Highlights
The Apartheid Museum
Apartheid was dismantled over decade ago but its full horror lives on in a stark white building on Gold Reef Road, Ormonde. Entry tickets − white and non-white − are issued at random and dictate which doorway you enter through. It's a simple but effective taster of what it was like to have your entire life determined by your skin colour. Documentary pieces of film, texts, sound clips and live accounts will take you on a fascinating, horrifying, humbling and ultimately inspiring journey that recounts the bewildering history of racial segregation.
Constitution Hill
South Africa's Constitutional Court, is built on what used to be a high security prison complex, The Old Fort, originally built to house prisoners of the Anglo-Boer War, later the ‘native prison’ called Number 4 and the Women’s Jail were added and the complex became a detention centre for everyone from common criminals to political activists among them Mahatma Ghandi and Nelson Mandela.
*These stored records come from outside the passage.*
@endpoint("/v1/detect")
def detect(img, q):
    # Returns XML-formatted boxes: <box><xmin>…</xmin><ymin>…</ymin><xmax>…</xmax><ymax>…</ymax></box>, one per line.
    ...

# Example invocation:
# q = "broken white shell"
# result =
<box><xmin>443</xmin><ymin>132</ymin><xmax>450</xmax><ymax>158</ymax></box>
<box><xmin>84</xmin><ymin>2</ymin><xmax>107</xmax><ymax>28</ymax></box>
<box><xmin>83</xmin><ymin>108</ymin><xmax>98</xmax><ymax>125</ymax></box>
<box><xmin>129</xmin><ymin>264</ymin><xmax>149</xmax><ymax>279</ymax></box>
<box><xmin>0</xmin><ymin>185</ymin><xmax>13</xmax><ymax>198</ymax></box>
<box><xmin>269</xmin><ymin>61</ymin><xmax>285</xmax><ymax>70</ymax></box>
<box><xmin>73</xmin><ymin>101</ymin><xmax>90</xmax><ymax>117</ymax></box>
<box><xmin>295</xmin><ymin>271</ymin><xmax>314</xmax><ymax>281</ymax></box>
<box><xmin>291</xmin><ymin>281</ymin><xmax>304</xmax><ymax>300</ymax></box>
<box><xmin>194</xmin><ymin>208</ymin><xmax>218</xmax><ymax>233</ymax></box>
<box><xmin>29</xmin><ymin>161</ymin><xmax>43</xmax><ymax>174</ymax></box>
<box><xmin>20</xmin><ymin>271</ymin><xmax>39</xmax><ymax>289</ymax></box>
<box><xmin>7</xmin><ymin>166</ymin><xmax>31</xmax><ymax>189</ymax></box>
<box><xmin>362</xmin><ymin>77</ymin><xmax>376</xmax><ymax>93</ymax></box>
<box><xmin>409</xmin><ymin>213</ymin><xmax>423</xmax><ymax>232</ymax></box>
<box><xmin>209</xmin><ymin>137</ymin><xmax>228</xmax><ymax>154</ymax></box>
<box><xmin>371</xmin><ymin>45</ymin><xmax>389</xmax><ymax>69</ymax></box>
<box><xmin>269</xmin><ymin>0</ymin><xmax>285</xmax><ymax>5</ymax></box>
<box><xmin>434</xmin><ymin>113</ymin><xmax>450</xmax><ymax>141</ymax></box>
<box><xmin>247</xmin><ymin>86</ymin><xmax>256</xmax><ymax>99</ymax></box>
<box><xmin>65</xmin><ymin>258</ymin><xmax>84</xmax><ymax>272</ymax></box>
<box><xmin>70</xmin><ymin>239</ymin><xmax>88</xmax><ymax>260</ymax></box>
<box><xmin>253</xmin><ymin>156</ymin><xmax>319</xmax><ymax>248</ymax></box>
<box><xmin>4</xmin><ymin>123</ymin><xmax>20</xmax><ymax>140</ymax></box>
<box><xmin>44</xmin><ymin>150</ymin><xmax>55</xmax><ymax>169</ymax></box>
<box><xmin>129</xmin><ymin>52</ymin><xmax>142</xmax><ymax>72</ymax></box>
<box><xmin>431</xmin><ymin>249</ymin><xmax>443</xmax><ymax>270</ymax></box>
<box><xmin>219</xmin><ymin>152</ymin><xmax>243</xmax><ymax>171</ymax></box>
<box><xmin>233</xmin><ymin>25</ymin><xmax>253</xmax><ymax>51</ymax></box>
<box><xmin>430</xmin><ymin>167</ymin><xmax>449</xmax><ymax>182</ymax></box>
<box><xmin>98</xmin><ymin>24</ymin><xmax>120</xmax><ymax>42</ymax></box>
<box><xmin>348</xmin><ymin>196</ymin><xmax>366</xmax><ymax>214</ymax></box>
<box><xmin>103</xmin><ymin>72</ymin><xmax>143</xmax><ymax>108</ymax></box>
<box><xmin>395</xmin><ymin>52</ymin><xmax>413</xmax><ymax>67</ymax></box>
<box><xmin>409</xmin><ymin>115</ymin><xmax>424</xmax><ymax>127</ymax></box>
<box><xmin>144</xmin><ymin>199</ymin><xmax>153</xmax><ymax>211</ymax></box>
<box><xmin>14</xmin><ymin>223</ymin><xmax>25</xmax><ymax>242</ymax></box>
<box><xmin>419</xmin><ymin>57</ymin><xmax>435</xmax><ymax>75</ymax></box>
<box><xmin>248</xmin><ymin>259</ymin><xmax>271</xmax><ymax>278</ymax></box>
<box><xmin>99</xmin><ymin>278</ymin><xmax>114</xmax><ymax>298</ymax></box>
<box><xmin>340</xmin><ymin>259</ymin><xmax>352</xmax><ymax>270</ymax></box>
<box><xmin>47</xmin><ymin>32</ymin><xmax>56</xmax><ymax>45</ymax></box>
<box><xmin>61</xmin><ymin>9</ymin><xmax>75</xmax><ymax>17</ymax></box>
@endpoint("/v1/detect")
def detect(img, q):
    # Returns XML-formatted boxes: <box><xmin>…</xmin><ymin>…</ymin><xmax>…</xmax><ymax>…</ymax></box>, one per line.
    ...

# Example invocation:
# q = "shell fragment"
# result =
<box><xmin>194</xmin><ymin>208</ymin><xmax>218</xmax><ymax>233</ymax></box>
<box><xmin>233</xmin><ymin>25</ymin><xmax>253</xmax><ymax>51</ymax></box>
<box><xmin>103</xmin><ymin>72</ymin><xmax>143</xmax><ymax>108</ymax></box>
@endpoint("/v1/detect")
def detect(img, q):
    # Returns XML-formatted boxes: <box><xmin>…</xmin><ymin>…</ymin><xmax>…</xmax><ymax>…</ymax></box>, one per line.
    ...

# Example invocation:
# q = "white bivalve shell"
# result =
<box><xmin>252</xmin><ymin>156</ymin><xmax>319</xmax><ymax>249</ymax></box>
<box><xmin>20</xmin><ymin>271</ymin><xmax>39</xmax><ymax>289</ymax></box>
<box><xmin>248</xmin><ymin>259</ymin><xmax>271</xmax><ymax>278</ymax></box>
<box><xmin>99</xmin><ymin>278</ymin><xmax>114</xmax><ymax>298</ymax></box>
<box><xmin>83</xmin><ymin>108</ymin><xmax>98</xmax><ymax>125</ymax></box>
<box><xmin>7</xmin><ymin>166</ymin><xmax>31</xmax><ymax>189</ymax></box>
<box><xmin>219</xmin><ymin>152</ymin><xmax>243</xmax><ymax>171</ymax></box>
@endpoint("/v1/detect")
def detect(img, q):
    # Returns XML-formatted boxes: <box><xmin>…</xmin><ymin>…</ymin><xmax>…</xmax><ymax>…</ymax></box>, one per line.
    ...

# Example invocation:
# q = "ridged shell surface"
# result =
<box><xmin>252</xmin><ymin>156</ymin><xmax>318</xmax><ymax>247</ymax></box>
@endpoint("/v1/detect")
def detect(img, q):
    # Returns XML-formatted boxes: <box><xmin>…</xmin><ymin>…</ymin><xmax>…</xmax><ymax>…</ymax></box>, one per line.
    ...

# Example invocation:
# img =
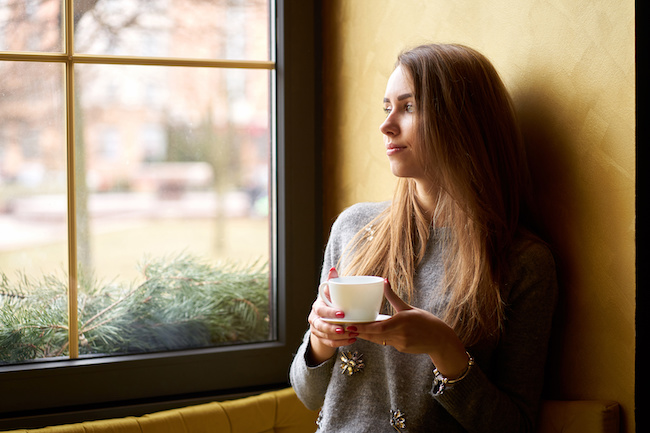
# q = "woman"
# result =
<box><xmin>290</xmin><ymin>43</ymin><xmax>557</xmax><ymax>433</ymax></box>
Many of the surrounding buildings have been turned into museums where exhibitions detail South Africa’s path to freedom and democracy. Tours include a visit to Mandela’s cell and visitors are invited to add their comments to the “We, The People Wall” – via copper bricks which are then added to the wall.
Johannesburg Zoo
From its humble opening in 1904, when its inhabitants consisted of a male lion, a female leopard and a male baboon, the Johannesburg Zoo is now a sprawling fifty-four hectares of beautiful grounds, accommodating up to 2,070 animals, representing 365 different species.
Gold Reef City
Just eight kilometres from the centre of Johannesburg, the uniquely South African Gold Reef City offers a host of thrilling rides, a casino, an animal farmyard, Story of Gold Heritage Tours, the Town Square showcasing up-and-coming local talents and headline bands as well as a host of restaurants. Look out for the gumboot dancing displays – conceived by black miners as an alternative to drumming, (which was restricted), it is now something of a South African art form.
World Heritage Site: Cradle of Humankind
About an hour’s drive out of the city you’ll find Maropeng the official visitor centre of the Cradle of Humankind and the Sterkfontein Caves. A World Heritage Site, the Cradle of Humanity is widely recognised as the place from which all of humankind originated – visitors learn about the history of earth’s creation on an underwater boat ride through the complex of fossil-bearing caves.